# Step 1 Data Preprocessing

Now that we have our data we can preprocess it. We will be using the spacy library to preprocess our data. We will be using the following steps to preprocess our data:

1. Remove non-english tokens
2. Remove noise from our data which includes things like:
    - Stop words
    - Punctuation
    - Entities like locations and currencies
    - Numbers
    - URLs
    - Emails
3. Lemmatize our data
4. Remove tokens that are too short or too long. The range i chose was 15-60 tokens per description
5. Remove duplicate keywords from our industry dataset



### Cell 1 - Imports

In [3]:
# # # # IMPORTS # # # #

from tqdm import tqdm
import spacy
from spacy import displacy
import pandas as pd
import numpy as np
from matplotlib import pyplot as plt


### Cell 2 - Load Data

In [None]:

with open(r'C:\Users\imran\DataspellProjects\WalidCase\data\raw\30k_startups_raw.csv', 'r', encoding='utf-8', errors='ignore') as f:
    raw_startups = pd.read_csv(f)

mask = raw_startups['cb_description'].apply(lambda x: len(x.split()) >= 30)
raw_startups = raw_startups.loc[mask]
raw_startups.rename(columns={'cb_short_description': 'cb_description'}, inplace=True)

raw_industries = pd.read_csv(r'C:\Users\imran\DataspellProjects\WalidCase\data\processed\industry_dataset_clean.csv', sep='\t')


In [14]:
raw_startups = pd.read_csv(r'C:\Users\imran\DataspellProjects\WalidCase\data\raw\30k_startups_raw.csv', encoding='utf-8', error_bad_lines=False)
raw_industries = pd.read_csv(r'C:\Users\imran\DataspellProjects\WalidCase\data\processed\industry_dataset_clean.csv', sep='\t')

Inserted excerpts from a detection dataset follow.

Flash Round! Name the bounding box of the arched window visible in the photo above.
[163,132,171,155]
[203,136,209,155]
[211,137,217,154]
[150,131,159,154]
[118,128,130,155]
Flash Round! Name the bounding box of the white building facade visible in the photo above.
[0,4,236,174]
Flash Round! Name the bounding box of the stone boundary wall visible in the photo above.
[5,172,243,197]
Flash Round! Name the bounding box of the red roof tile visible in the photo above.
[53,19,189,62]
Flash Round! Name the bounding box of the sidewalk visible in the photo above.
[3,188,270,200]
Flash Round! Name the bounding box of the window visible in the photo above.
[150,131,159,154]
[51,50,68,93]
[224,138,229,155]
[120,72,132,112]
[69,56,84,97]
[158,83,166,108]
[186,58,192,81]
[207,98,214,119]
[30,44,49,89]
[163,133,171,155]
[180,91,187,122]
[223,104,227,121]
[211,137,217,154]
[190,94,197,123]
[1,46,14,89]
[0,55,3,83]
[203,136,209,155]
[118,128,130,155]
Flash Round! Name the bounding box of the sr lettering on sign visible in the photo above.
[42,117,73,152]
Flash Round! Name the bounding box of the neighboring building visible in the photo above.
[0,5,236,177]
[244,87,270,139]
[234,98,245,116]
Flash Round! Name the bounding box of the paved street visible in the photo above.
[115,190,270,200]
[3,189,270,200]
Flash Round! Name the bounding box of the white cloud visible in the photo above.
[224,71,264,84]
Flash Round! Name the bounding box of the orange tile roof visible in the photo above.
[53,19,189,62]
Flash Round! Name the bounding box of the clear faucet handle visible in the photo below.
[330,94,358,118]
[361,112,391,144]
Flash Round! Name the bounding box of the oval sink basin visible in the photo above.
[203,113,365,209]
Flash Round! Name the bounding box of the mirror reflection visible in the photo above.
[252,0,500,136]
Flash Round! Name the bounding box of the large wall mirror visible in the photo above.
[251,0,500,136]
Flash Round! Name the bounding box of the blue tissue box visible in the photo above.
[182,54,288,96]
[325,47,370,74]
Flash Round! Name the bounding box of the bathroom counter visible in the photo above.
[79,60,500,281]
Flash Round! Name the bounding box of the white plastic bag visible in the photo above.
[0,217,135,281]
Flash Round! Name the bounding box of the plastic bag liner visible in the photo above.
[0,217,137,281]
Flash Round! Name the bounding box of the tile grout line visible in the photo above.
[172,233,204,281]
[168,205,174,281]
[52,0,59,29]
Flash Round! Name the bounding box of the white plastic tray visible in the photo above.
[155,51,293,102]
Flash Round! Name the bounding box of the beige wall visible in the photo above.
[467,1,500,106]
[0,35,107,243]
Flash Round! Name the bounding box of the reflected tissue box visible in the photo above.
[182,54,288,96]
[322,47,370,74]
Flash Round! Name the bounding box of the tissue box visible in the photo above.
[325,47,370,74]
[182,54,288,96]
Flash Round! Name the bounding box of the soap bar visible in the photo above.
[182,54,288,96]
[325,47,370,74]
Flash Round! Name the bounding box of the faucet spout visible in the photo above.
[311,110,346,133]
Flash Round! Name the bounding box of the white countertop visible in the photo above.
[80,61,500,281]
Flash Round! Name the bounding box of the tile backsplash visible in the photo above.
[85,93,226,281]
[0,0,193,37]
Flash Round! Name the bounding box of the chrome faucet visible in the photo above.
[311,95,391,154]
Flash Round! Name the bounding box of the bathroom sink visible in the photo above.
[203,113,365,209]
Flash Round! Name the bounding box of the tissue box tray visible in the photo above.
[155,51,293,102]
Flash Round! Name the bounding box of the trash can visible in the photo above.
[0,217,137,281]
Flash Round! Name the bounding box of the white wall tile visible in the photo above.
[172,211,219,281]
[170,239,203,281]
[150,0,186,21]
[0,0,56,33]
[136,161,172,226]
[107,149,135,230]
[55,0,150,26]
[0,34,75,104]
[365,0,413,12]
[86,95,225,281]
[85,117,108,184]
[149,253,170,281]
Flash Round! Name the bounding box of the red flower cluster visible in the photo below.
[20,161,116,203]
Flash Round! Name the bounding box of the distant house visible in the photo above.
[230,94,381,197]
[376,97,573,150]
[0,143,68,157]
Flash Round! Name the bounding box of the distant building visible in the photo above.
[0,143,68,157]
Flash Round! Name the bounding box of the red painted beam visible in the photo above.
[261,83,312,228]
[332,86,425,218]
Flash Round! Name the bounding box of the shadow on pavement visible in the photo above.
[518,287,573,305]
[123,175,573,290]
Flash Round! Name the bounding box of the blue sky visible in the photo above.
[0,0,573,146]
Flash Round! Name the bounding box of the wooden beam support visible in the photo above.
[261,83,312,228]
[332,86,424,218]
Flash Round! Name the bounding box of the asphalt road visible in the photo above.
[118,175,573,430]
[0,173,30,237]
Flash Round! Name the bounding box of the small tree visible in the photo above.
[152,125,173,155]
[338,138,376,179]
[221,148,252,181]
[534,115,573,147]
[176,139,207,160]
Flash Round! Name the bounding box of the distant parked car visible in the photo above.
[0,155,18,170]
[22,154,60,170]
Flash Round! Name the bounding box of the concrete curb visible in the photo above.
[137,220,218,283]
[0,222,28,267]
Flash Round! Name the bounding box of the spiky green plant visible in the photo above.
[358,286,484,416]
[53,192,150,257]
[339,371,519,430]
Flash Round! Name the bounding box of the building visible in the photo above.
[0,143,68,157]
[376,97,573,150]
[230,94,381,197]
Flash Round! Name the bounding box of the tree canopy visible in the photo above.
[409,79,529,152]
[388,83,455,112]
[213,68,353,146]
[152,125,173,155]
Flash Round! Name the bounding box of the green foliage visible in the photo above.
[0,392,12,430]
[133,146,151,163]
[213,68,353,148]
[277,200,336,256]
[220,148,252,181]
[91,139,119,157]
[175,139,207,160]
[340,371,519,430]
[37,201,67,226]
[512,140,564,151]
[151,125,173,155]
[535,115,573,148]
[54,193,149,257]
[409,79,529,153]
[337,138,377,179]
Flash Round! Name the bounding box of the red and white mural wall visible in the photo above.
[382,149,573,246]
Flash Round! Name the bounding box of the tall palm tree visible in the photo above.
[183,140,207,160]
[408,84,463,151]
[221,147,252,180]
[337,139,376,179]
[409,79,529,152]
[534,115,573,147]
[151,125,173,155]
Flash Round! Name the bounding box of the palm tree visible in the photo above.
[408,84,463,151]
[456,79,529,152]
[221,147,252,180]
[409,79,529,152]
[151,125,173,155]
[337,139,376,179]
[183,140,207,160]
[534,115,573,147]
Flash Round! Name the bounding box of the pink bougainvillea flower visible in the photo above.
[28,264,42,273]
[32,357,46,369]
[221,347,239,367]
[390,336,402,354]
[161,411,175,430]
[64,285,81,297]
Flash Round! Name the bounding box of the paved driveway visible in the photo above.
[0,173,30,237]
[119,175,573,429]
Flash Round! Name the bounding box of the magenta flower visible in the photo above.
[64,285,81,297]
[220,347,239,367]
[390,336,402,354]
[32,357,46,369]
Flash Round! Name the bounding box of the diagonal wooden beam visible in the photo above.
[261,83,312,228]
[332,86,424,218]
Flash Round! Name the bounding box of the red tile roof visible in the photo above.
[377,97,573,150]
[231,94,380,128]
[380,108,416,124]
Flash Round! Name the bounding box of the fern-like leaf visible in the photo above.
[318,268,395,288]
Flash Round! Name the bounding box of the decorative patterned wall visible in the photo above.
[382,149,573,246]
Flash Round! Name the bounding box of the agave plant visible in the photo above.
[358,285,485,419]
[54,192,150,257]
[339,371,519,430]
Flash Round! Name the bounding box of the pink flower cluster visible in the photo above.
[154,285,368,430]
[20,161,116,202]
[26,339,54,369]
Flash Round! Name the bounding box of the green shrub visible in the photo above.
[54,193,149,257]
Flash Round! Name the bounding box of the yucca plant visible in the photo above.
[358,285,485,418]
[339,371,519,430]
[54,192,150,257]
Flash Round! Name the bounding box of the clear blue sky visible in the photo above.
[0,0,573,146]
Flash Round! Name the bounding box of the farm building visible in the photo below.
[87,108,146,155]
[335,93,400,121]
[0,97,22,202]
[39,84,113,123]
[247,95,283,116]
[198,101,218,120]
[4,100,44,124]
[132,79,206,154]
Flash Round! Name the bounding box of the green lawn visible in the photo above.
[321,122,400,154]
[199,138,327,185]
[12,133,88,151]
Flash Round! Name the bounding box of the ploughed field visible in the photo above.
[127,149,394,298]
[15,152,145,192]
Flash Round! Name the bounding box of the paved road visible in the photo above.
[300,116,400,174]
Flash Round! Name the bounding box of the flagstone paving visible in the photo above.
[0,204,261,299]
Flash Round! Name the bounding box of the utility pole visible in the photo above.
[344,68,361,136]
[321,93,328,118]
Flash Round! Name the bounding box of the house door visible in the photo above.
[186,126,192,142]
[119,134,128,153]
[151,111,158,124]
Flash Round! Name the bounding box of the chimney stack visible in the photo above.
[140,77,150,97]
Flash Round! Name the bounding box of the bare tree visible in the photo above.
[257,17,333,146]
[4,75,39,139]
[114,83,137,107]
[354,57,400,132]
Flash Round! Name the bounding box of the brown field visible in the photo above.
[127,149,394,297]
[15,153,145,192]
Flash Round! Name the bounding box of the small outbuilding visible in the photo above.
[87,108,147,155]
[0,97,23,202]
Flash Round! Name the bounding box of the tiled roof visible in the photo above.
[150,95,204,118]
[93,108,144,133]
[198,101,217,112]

  raw_startups = pd.read_csv(r'C:\Users\imran\DataspellProjects\WalidCase\data\raw\30k_startups_raw.csv', encoding='utf-8', error_bad_lines=False)


In [15]:
# drop rows with na descriptions
raw_startups.dropna(inplace=True)
# remove descriptions with less than 20 words
mask = raw_startups['cb_description'].apply(lambda x: len(x.split()) >= 30)
raw_startups = raw_startups.loc[mask]




In [6]:
raw_startups.shape

(17202, 3)

In [16]:
raw_startups.drop_duplicates(inplace=True)
raw_startups.shape

(17202, 3)

In [21]:
desc = raw_startups['cb_description'][1]
# display pos stuff
nlp = spacy.load("en_core_web_sm")
doc = nlp(desc)
displacy.render(doc, style='dep', jupyter=True)

### Cell 3

This is the `TextPreprocessing` class that will handle all of our preprocessing. It will take in a dataframe and a boolean value to specify if the data is for startups or industries. It will also have a method to remove tokens that are too short or too long. The range i chose was 15-60 tokens per description. To make this a little cleaner, the dataframe columns `cb_description` and `keywords` on the startups and industry dataframes can be changed to `description` to allow for more uniform handling of the df. I chose not to do this because it would require changing the names of the columns in the other notebooks.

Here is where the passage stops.